Un samaritano anónimo

            Si malo era un sirio, peor, en tiempos de Jesús, era un samaritano. Pero a Lucas le gusta dejarlos en buen lugar. Ya lo hizo en la parábola del buen samaritano, exclusiva suya, y lo repite en el pasaje de hoy (Lc 17, 11-19).
            Yendo Jesús camino de Jerusalén, pasaba entre Samaria y Galilea. Cuando iba a entrar en un pueblo, vinieron a su encuentro diez leprosos, que se pararon a lo lejos y a gritos le decían:
            ‒ Jesús, maestro, ten compasión de nosotros.
            Al verlos, les dijo:
            ‒ Id a presentaros a los sacerdotes.
            Y, mientras iban de camino, quedaron limpios. Uno de ellos, viendo que estaba curado, se volvió alabando a Dios a grandes gritos y se echó por tierra a los pies de Jesús, dándole gracias. Éste era un samaritano. Jesús tomó la palabra y dijo:
            ‒ ¿No han quedado limpios los diez?; los otros nueve, ¿dónde están? ¿No ha vuelto más que este extranjero para dar gloria a Dios?
            Y le dijo:
            ‒ Levántate, vete; tu fe te ha salvado.

            Este relato refleja mejor que el de Naamán la situación de los leprosos. Viven lejos de la sociedad, tienen que mantenerse a distancia, hablan a gritos.
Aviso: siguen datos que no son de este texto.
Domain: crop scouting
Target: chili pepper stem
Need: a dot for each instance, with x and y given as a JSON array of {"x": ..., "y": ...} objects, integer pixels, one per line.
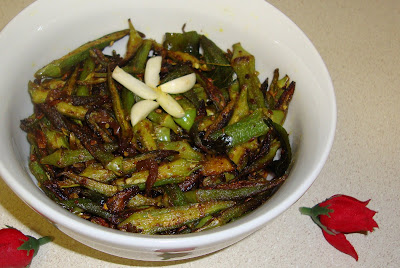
[
  {"x": 45, "y": 239},
  {"x": 314, "y": 212}
]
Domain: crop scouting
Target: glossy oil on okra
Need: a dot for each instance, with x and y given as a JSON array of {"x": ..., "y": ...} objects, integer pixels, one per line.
[{"x": 201, "y": 155}]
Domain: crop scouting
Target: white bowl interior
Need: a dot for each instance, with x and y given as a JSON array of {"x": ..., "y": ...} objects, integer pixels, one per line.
[{"x": 49, "y": 29}]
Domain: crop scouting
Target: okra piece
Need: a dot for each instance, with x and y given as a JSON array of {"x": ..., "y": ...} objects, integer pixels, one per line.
[
  {"x": 221, "y": 119},
  {"x": 69, "y": 86},
  {"x": 281, "y": 166},
  {"x": 129, "y": 164},
  {"x": 240, "y": 153},
  {"x": 38, "y": 93},
  {"x": 241, "y": 107},
  {"x": 137, "y": 64},
  {"x": 159, "y": 220},
  {"x": 64, "y": 157},
  {"x": 55, "y": 139},
  {"x": 141, "y": 200},
  {"x": 134, "y": 42},
  {"x": 97, "y": 172},
  {"x": 144, "y": 131},
  {"x": 232, "y": 213},
  {"x": 222, "y": 73},
  {"x": 244, "y": 65},
  {"x": 187, "y": 121},
  {"x": 183, "y": 57},
  {"x": 102, "y": 188},
  {"x": 183, "y": 147},
  {"x": 69, "y": 110},
  {"x": 117, "y": 108},
  {"x": 88, "y": 67},
  {"x": 234, "y": 90},
  {"x": 88, "y": 206},
  {"x": 177, "y": 168},
  {"x": 36, "y": 168},
  {"x": 188, "y": 42},
  {"x": 204, "y": 195},
  {"x": 213, "y": 92},
  {"x": 128, "y": 100},
  {"x": 216, "y": 165},
  {"x": 175, "y": 195},
  {"x": 249, "y": 127},
  {"x": 162, "y": 134},
  {"x": 59, "y": 67},
  {"x": 262, "y": 161},
  {"x": 160, "y": 182},
  {"x": 96, "y": 149},
  {"x": 163, "y": 119}
]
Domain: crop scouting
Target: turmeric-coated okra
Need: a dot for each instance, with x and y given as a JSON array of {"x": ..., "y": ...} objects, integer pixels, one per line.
[{"x": 163, "y": 174}]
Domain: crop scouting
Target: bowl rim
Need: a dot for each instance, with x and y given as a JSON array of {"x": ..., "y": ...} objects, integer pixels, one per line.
[{"x": 222, "y": 234}]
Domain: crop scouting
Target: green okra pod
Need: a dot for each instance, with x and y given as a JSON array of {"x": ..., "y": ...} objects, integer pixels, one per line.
[
  {"x": 175, "y": 195},
  {"x": 64, "y": 157},
  {"x": 102, "y": 188},
  {"x": 163, "y": 119},
  {"x": 177, "y": 168},
  {"x": 134, "y": 42},
  {"x": 251, "y": 126},
  {"x": 204, "y": 195},
  {"x": 232, "y": 213},
  {"x": 159, "y": 220},
  {"x": 88, "y": 67},
  {"x": 183, "y": 147},
  {"x": 144, "y": 132},
  {"x": 244, "y": 65},
  {"x": 88, "y": 206},
  {"x": 137, "y": 64},
  {"x": 187, "y": 121},
  {"x": 222, "y": 72},
  {"x": 59, "y": 67}
]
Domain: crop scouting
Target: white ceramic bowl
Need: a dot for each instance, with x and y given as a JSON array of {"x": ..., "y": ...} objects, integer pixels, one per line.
[{"x": 49, "y": 29}]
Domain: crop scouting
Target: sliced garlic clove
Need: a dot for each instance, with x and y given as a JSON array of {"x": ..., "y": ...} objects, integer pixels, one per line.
[
  {"x": 170, "y": 105},
  {"x": 141, "y": 110},
  {"x": 134, "y": 84},
  {"x": 152, "y": 72},
  {"x": 179, "y": 85}
]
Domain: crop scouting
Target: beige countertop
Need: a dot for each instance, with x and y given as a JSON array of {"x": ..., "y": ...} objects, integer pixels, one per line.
[{"x": 359, "y": 41}]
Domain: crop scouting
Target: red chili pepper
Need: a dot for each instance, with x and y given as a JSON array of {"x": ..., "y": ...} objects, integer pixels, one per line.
[
  {"x": 340, "y": 215},
  {"x": 17, "y": 249}
]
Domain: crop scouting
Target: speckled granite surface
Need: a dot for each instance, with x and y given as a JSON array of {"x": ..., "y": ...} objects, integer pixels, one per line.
[{"x": 359, "y": 41}]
Y Jesús los manda a presentarse a los sacerdotes, porque si no reciben el “certificado médico” de estar curados no pueden volver a habitar en un pueblo.
            Lo importante, de nuevo, es que diez son curados, y sólo uno, el samaritano, el “malo”, vuelve a dar gracias a Jesús. Y el episodio termina con las palabras: «tu fe te ha salvado».
            Todos han sido curados, pero sólo uno se ha salvado. Nueve han mejorado su salud, sólo uno ha mejorado en su cuerpo y en su espíritu, ha vuelto a dar gloria a Dios.